Selon les Nations Unies, le recrutement et l’utilisation d’enfants par les groupes armés ont presque triplé en 2025 comparativement à l’année précédente. De plus, les enfants représenteraient désormais entre 30 et 50 % des membres des gangs armés opérant dans le pays. Les cas d’enfants tués ou mutilés ont également connu une forte hausse, tandis que les violences sexuelles continuent d’être utilisées comme moyen de terreur contre les communautés.
Face à cette situation, Vanessa Frazier a décrit une réalité particulièrement alarmante pour les enfants haïtiens. Elle a indiqué avoir rencontré de jeunes enfants et des adolescents vivant déjà dans des conditions de grande vulnérabilité et exposés à un cycle permanent de violence, de déplacements forcés et de traumatismes.
Au cours de sa mission, la responsable onusienne a rencontré plusieurs autorités haïtiennes ainsi que des représentants du système des Nations Unies, de la communauté diplomatique, des organisations de la société civile et des enfants victimes de la violence.

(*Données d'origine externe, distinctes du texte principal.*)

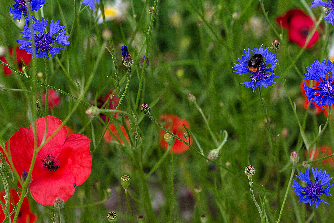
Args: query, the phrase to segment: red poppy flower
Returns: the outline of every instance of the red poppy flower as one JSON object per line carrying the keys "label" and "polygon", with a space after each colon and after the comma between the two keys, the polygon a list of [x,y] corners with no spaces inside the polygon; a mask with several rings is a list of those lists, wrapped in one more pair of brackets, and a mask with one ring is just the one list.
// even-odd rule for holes
{"label": "red poppy flower", "polygon": [[[183,124],[187,128],[189,128],[190,125],[187,121],[183,119],[180,118],[179,117],[174,115],[170,114],[161,115],[160,117],[160,121],[164,127],[175,135],[176,135],[177,133],[177,134],[176,135],[186,141],[185,138],[183,136],[183,133],[184,133],[185,130],[182,124]],[[168,144],[165,141],[165,139],[164,139],[164,135],[165,133],[165,131],[162,129],[160,131],[160,139],[159,142],[160,146],[165,150],[167,149],[167,147],[168,146]],[[172,148],[173,153],[182,153],[189,149],[189,147],[178,139],[176,139]]]}
{"label": "red poppy flower", "polygon": [[[320,151],[320,155],[319,156],[319,151]],[[333,151],[332,148],[326,145],[323,145],[320,147],[320,149],[319,148],[316,148],[315,152],[314,153],[314,156],[313,157],[313,160],[316,159],[321,157],[323,157],[329,155],[333,154]],[[311,150],[310,152],[310,158],[312,157],[313,153],[313,150]],[[305,151],[305,155],[307,155],[307,151]],[[327,164],[329,163],[331,165],[334,164],[334,157],[330,157],[329,158],[324,159],[321,161],[321,163],[323,164]]]}
{"label": "red poppy flower", "polygon": [[[16,48],[16,60],[14,59],[14,63],[17,63],[17,67],[18,70],[22,72],[22,66],[23,64],[22,63],[22,60],[24,62],[24,63],[26,65],[29,67],[28,64],[30,61],[31,60],[31,54],[27,54],[27,51],[25,50],[19,48],[19,46],[17,46]],[[9,54],[11,57],[13,56],[13,47],[11,46],[9,48]],[[8,63],[6,58],[4,56],[0,57],[0,60],[4,62],[6,64]],[[2,65],[3,68],[3,72],[5,75],[6,76],[10,75],[12,74],[12,70],[8,68],[7,67]]]}
{"label": "red poppy flower", "polygon": [[[60,103],[60,97],[59,92],[51,88],[48,89],[49,93],[47,94],[47,104],[49,109],[54,108],[59,105]],[[45,99],[46,94],[43,92],[41,95],[42,104],[43,106],[45,106]]]}
{"label": "red poppy flower", "polygon": [[[3,196],[5,193],[4,191],[0,192],[0,199],[4,203],[5,201]],[[20,198],[17,195],[16,191],[14,189],[9,189],[9,194],[10,204],[9,205],[9,212],[10,213],[13,210],[14,207],[13,206],[16,205],[20,200]],[[8,196],[8,195],[7,195],[7,196]],[[14,215],[13,214],[10,216],[12,221],[14,219]],[[4,219],[4,214],[3,212],[0,211],[0,222],[2,222]],[[21,206],[21,209],[20,209],[17,223],[34,223],[36,222],[37,220],[37,217],[36,215],[30,212],[30,206],[29,206],[29,203],[28,202],[27,199],[25,198],[23,200],[22,205]],[[7,220],[7,221],[8,220]]]}
{"label": "red poppy flower", "polygon": [[[299,9],[292,9],[287,12],[284,16],[278,17],[276,22],[281,26],[288,29],[289,40],[303,47],[306,41],[306,37],[313,25],[313,21],[308,15]],[[306,46],[308,49],[313,46],[319,39],[319,33],[316,30]]]}
{"label": "red poppy flower", "polygon": [[[127,122],[127,124],[128,126],[128,128],[130,128],[130,124],[129,123],[129,120],[126,120]],[[103,136],[103,139],[105,141],[109,143],[111,142],[112,141],[115,141],[116,139],[114,136],[112,135],[112,134],[110,133],[111,131],[112,132],[116,137],[117,138],[118,140],[120,141],[121,143],[123,143],[123,140],[121,138],[121,137],[120,136],[119,134],[118,134],[118,132],[117,131],[117,130],[116,128],[116,127],[115,127],[115,124],[118,125],[120,127],[121,127],[121,130],[122,130],[122,132],[124,134],[124,136],[125,136],[125,138],[126,139],[126,140],[128,142],[130,142],[130,140],[129,138],[129,136],[128,135],[128,134],[126,133],[126,131],[125,131],[125,128],[124,128],[124,126],[120,124],[114,124],[112,122],[110,123],[110,124],[109,126],[109,130],[107,130],[106,132],[106,134],[105,135]]]}
{"label": "red poppy flower", "polygon": [[[37,146],[48,138],[61,124],[56,118],[49,115],[36,121]],[[74,193],[74,185],[84,182],[91,174],[91,140],[86,135],[72,134],[66,137],[63,126],[37,154],[32,174],[30,192],[32,198],[44,205],[53,204],[55,198],[67,201]],[[14,166],[19,175],[27,171],[34,150],[34,137],[31,125],[20,128],[6,143],[10,149]]]}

Elle s’est notamment entretenue avec Carlos Ruiz Massieu, chef du Bureau intégré des Nations Unies en Haïti (BINUH), ainsi qu’avec la représentante de l’UNICEF en Haïti, Geeta Narayan.
Par ailleurs, Vanessa Frazier s’est félicitée que la protection de l’enfance soit placée au centre des priorités du gouvernement haïtien et de ses partenaires. Elle a salué les mesures prises dans le cadre du protocole de transfert signé avec les Nations Unies en 2024 afin de garantir la prise en charge des enfants impliqués dans les opérations sécuritaires.
La Représentante spéciale a également insisté sur le fait que les mineurs rencontrés lors des interventions de sécurité doivent être considérés avant tout comme des victimes et confiés aux services de protection de l’enfance pour leur prise en charge et leur réintégration. Elle a aussi rappelé que les normes internationales relatives à la justice pour mineurs doivent être respectées, la détention ne devant constituer qu’un dernier recours.
Évoquant le déploiement de la Force de répression des gangs (GSF), Mme Frazier a estimé qu’il existe actuellement une opportunité importante pour renforcer simultanément la sécurité et la protection des enfants. Elle a, en outre, salué les initiatives entreprises afin de former les contingents de la GSF aux mécanismes de protection de l’enfance.
La responsable onusienne a également reconnu que la réintégration des enfants sortis des gangs représente un défi majeur pour les autorités haïtiennes et leurs partenaires. À cet effet, elle a visité plusieurs centres de transit soutenus par l’UNICEF et destinés à accompagner les enfants libérés des groupes armés dans leur retour au sein de leurs familles et communautés.
Somme toute, Vanessa Frazier a rapporté que les enfants rencontrés au cours de sa visite expriment principalement le désir de retourner à l’école, de jouer et de retrouver une vie normale. Elle a insisté sur l’importance de l’éducation, de la sensibilisation communautaire et de l’accompagnement psychosocial dans le processus de réintégration.
Elle a également réitéré, au nom des Nations Unies, l’engagement de l’organisation à soutenir Haïti dans les efforts visant à renforcer la protection des enfants confrontés à la violence des gangs armés.